- Born: Mark Langhorn Coombs April 1960 (age 65–66)
- Education: Dulwich College
- Alma mater: St John's College, Cambridge
- Occupations: CEO, Ashmore Group
- Spouse: Rebecca Coombs

= Mark Coombs =

British businessman

Mark Langhorn Coombs (born April 1960) is a British billionaire businessman, CEO of the Ashmore Group.

==Early life==
Mark Langhorn Coombs was born in April 1960, and was educated at Dulwich College and St John's College, Cambridge with a degree in law.

==Career==
Coombs' first career job was in 1983 in the Latin American department at Grindlays Bank, which was later acquired by the Australia and New Zealand Banking Group. In 1998, he started Ashmore as a new division of the company. In 1999, Coombs led a management buyout, and took Ashmore public in 2006. He later bought the money manager Emerging Market Management.

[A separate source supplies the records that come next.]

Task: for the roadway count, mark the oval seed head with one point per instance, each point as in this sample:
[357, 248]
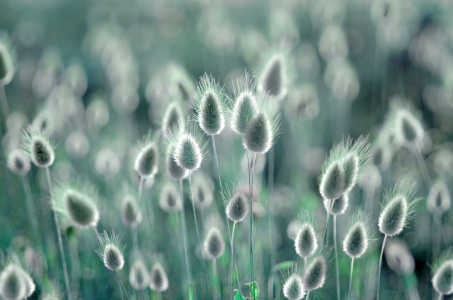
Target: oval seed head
[358, 236]
[147, 160]
[158, 278]
[111, 251]
[339, 205]
[398, 207]
[18, 162]
[188, 153]
[315, 274]
[77, 207]
[210, 106]
[293, 288]
[12, 283]
[7, 60]
[139, 276]
[237, 207]
[202, 192]
[332, 182]
[214, 244]
[39, 148]
[170, 200]
[173, 119]
[306, 242]
[129, 210]
[439, 200]
[398, 257]
[175, 171]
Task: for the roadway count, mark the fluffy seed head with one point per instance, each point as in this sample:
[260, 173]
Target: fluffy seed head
[170, 200]
[76, 204]
[18, 162]
[398, 257]
[210, 105]
[7, 60]
[139, 276]
[173, 169]
[439, 200]
[315, 274]
[293, 288]
[398, 207]
[214, 244]
[158, 278]
[38, 148]
[147, 160]
[111, 251]
[358, 235]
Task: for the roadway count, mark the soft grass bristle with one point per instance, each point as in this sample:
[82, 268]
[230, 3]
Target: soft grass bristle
[358, 235]
[158, 278]
[139, 276]
[315, 274]
[18, 162]
[170, 199]
[111, 251]
[398, 207]
[210, 105]
[439, 200]
[293, 288]
[214, 245]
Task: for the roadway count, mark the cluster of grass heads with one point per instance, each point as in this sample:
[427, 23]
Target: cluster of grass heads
[226, 149]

In 2007, he held 42.5% of the Ashmore Group.

In 2019, Coombs disposed of 10 million shares in Ashmore Group, which earned him £43.5 million. According to the Sunday Times Rich List in 2020, Coombs is worth £1.42 billion, a decrease of £88 million from 2019. In February 2026, Mark Coombs was listed on the Sunday Times Tax list with an estimated £19.3 million.

==Personal life==
Coombs is reported to live with his wife Rebecca in Wimbledon, London.